Choose between fixed-window (simple, has burst issues at boundaries), sliding-window (fairer, more expensive), or token bucket (best for bursty traffic). Pick by your traffic shape, not by what’s easiest to implement.

Common rate-limit anti-patterns

Retrying immediately: doubles your problem and accelerates account-level enforcement.

Retrying forever: a permanent rate limit issue (wrong tier, bug in caller) becomes invisible if you retry indefinitely. Cap attempts and surface the failure.

Ignoring Retry-After: you’re guessing when the provider has told you the answer. Always honour it.

Sharing one client across many tenants without scoping: one noisy tenant exhausts the limit for everyone. Use per-tenant token buckets or rate-limit at your own API edge.

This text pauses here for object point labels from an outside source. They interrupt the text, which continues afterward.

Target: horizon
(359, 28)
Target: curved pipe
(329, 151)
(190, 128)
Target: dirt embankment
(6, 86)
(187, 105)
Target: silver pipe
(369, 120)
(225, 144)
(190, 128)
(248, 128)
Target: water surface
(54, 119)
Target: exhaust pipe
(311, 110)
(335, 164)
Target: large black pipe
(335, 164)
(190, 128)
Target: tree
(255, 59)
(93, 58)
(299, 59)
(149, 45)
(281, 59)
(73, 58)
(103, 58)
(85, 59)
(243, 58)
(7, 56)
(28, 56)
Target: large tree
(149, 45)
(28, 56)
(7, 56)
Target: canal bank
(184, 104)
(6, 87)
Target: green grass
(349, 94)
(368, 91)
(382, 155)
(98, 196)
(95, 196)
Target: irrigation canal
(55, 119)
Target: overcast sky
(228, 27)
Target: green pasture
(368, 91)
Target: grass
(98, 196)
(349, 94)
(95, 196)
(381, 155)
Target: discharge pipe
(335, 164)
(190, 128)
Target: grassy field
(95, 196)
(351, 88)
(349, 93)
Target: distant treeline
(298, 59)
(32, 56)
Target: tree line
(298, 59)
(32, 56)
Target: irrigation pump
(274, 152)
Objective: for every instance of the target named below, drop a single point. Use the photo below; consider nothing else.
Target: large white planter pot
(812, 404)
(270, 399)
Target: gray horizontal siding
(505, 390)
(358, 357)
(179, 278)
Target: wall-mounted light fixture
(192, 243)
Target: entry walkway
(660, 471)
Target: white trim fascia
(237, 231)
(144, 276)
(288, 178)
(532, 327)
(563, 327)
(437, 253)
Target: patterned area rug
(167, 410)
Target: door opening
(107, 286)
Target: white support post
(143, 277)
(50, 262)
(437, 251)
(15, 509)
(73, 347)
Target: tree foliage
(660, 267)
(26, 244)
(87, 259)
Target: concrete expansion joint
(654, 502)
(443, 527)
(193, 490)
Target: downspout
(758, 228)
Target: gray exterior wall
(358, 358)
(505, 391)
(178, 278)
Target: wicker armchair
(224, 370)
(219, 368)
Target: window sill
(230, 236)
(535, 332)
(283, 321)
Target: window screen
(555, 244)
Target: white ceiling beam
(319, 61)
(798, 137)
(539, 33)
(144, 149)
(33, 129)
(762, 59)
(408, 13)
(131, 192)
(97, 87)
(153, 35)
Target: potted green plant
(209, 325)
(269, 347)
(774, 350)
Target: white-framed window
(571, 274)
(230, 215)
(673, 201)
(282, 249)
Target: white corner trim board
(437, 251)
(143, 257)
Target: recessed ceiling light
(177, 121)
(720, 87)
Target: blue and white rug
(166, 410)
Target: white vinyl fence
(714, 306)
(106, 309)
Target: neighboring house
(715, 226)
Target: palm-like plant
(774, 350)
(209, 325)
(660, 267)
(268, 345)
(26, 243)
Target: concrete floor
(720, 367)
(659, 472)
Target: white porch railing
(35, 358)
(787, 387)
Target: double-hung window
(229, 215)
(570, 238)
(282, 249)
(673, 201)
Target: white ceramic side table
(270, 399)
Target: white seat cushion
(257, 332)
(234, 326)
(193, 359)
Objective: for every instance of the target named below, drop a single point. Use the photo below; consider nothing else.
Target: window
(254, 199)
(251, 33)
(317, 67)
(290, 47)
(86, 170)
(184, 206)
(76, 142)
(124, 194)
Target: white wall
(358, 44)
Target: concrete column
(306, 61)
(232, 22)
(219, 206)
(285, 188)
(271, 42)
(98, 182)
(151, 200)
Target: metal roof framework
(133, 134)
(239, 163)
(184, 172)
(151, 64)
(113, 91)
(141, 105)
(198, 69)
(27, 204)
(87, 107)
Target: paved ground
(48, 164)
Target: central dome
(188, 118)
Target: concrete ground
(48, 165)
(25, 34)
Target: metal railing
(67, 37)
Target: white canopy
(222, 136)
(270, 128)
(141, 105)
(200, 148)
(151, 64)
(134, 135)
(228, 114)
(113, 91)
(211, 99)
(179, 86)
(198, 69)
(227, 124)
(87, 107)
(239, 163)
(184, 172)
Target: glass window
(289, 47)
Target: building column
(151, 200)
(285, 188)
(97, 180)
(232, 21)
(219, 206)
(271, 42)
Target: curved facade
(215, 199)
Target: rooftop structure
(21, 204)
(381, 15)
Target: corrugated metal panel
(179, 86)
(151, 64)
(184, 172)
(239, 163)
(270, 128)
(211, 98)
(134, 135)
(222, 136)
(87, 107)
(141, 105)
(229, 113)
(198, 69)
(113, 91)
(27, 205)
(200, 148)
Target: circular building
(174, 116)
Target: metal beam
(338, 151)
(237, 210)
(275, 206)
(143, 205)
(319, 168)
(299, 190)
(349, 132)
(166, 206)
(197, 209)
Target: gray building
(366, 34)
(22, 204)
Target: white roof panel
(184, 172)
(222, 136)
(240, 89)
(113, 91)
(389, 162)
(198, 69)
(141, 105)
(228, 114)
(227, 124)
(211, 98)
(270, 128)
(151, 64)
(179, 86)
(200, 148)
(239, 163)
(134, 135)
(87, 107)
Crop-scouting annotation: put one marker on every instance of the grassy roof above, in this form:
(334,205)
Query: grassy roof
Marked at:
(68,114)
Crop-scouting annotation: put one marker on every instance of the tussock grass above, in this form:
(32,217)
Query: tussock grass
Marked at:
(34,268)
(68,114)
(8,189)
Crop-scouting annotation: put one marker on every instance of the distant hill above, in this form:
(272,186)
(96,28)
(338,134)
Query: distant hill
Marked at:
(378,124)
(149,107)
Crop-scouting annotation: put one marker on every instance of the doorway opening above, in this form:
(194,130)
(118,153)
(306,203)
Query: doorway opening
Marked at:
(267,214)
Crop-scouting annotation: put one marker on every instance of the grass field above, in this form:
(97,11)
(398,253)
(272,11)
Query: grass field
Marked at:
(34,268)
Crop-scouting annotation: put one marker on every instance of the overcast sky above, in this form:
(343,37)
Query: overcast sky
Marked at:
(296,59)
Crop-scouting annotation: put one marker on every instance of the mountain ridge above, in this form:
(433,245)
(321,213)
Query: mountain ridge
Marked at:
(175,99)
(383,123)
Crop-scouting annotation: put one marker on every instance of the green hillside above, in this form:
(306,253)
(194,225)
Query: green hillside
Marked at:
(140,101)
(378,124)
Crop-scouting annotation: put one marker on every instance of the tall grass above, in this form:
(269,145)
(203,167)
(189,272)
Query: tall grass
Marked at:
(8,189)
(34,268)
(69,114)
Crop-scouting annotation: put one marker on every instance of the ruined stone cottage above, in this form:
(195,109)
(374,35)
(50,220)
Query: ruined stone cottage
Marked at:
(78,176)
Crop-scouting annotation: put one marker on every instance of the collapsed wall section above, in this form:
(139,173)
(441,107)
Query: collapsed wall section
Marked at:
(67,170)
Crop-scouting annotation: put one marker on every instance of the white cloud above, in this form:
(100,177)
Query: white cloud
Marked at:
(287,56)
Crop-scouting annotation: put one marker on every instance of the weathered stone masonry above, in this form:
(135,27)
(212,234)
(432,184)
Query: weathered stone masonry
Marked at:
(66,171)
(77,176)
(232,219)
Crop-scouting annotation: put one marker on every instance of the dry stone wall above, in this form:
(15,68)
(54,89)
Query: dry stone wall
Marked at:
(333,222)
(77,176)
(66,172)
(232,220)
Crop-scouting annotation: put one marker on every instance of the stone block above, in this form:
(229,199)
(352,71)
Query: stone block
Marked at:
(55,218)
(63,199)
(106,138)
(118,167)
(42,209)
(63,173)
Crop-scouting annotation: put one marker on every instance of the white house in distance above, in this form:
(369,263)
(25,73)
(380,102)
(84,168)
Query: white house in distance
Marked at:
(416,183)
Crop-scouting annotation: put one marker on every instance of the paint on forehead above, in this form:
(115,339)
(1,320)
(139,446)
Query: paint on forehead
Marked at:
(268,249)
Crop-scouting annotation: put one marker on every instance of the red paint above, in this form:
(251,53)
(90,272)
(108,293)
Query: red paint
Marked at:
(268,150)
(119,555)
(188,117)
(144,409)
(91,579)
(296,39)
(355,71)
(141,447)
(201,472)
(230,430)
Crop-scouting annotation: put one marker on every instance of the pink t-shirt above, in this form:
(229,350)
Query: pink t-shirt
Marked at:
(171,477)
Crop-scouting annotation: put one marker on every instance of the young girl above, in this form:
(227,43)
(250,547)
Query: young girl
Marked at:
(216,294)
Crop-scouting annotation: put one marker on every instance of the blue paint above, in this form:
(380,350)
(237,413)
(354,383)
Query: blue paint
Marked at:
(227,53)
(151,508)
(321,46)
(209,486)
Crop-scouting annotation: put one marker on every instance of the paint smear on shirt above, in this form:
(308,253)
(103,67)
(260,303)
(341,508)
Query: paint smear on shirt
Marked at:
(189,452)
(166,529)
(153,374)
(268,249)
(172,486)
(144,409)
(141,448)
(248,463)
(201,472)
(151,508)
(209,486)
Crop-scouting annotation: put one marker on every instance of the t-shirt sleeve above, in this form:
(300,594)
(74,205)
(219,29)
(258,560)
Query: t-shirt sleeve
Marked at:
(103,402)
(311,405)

Counting only successful requests: 429s themselves consume your concurrent connection budget. Treat them as costing the same as 200s when sizing throttles.

Per-provider notes

  • Stripe: hard limits at 100 RPS read, 100 RPS write per account. Honour Stripe-Should-Retry: true header.
  • OpenAI: tier-based RPM and TPM. Tier upgrades happen automatically based on cumulative spend + 7-day waits.
  • GitHub: 5000/hr authenticated, 60/hr anonymous. Secondary rate limits on rapid sequential requests (no published number — back off aggressively).
  • Shopify GraphQL: 1000-point bucket, leaks 50/sec. Read query cost from extensions.cost and stay under leak rate.
  • Anthropic: tier-based RPM, TPM, and input tokens per minute (ITPM). Long context inputs hit ITPM quickly.

Summary checklist

  • Log X-RateLimit-* headers on every response, not just 429s.
  • Alert when Remaining/Limit drops below 20% sustained.
  • Always honour Retry-After if present.
  • Use full jitter in your backoff (random 0..delay, not fixed).
  • Cap retry attempts (typically 3–5).
  • Add a client-side token bucket sized to ~90% of the provider limit.
  • Queue non-realtime work; consider Batch APIs.
  • If you operate an API, return RFC-compliant 429s with headers.